Balões de ensaio
O Congresso e o Supremo discutem o foro privilegiado, mas já há quem defenda abrir uma exceção antes mesmo de estabelecer a própria regra
Desde que a Lava-Jato avançou sobre a classe política, um jargão ganhou os corredores do poder: “Sem foro, é Moro”. O trocadilho explica por que o presidente Michel Temer deu status de ministro a Moreira Franco, acusado de cobrar propina da Odebrecht, e por que Dilma Rousseff, quando ainda governava, tentou fazer de Lula, multi-investigado no petrolão, seu ministro-chefe da Casa Civil. O peemedebista e a petista tentaram blindar seus aliados contra as investigações, livrando-os da pena do juiz Sergio Moro, responsável pelos processos da Lava-Jato na primeira instância. Dilma fracassou, mas Temer conseguiu. Resultado: Moreira continua a despachar no Planalto, enquanto Lula foi sentenciado por Moro a nove anos e seis meses de prisão. Não se trata de um caso isolado. O juiz já condenou 113 réus na maior investigação de corrupção da história do país. Por sua vez, o Supremo Tribunal Federal (STF), a quem cabe julgar os políticos enredados no escândalo, não condenou ninguém. Gozar da prerrogativa de foro representa, até agora, andar de mãos dadas com a impunidade.
Diante disso, causa perplexidade — aparente, como logo se verá — que os parlamentares, eles mesmos, estejam querendo restringir o foro privilegiado, pois, na quarta-feira 22, a Comissão de Constituição e Justiça (CCJ) da Câmara aprovou um projeto que mantém a prerrogativa apenas para os presidentes dos três poderes, além do vice-presidente da República.
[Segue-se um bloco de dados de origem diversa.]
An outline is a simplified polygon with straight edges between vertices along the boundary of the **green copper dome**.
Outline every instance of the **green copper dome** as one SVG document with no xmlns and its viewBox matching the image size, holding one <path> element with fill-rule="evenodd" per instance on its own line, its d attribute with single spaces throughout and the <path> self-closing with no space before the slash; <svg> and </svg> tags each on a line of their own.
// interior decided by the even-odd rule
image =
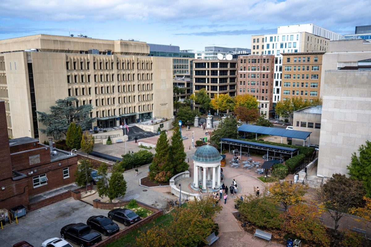
<svg viewBox="0 0 371 247">
<path fill-rule="evenodd" d="M 197 149 L 192 158 L 195 161 L 211 163 L 220 161 L 222 158 L 217 149 L 210 145 L 205 145 Z"/>
</svg>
Pelo texto, que ainda precisará tramitar por uma comissão especial antes de ser votado no plenário da Casa, não só os congressistas mas ministros de tribunais superiores perdem o direito de ser julgados em instâncias especiais. “Não dá para ter dois pesos e duas medidas. Se o grande argumento para o fim do foro é ter igualdade perante a lei, que seja assim para todos”, diz Efraim Filho (DEM-PB), relator da proposta na Câmara.
O truque é o seguinte. Sob a aparência de uma boa iniciativa, os parlamentares querem incluir os magistrados e procuradores no balaio dos que perdem o foro com o objetivo de constrangê-los e, assim, levá-los a deixar tudo como está. A CCJ também aprovou a restrição com a intenção de embolar um julgamento retomado na quinta-feira 23 pelo Supremo Tribunal Federal. Até o fechamento desta edição, seis ministros do STF votaram por limitar o foro dos parlamentares em caso de crimes relacionados ao próprio mandato. O julgamento foi interrompido por um pedido de vista do ministro Dias Toffoli.
Ao simularem estar tratando do assunto, os deputados pretendiam dissuadir o STF de discutir o tema. É tão claro que a intenção dos políticos não é limitar o foro que, antes mesmo de ter sido definida uma nova regra, já se começou a discutir uma exceção. O balão de ensaio destina-se a tentar ampliar o rol de contemplados, estendendo a prerrogativa aos ex-presidentes da República, beneficiando Temer, Dilma, Lula, FHC, Collor e Sarney. O mote inicial é evitar que Michel Temer, ao deixar o poder, caia nas mãos de um juiz de primeira instância e acabe na cadeia, enrolado nas malas e nas fitas da JBS. A medida, é claro, também beneficiaria Lula, cujo caso deixaria as mãos de Moro e subiria para o Supremo. “Ex-presidentes têm de ser julgados em um tribunal mais qualificado em função da relevância do cargo”, alega o deputado Vicente Cândido (PT-SP), acrescentando que, como condenar ex-presidente “dá ibope”, o juiz de primeira instância pode cair na tentação. Se a restrição do foro se tornar inevitável, os parlamentares pretendem, ao menos, aprovar uma regra de transição, para garantir que os processos em curso, como os da Lava-Jato, continuem no Supremo. Ninguém quer acertar contas com Moro. Todos preferem a lassidão até aqui demonstrada pela mais alta corte do país.
O foro, que beneficia cerca de 55 000 pessoas, virou uma distorção. Diz o ministro Luís Roberto Barroso, do STF: “Criamos um direito penal que produziu um país de ricos delinquentes. No Brasil, as pessoas são honestas se quiserem, porque, se não quiserem, não acontece nada”.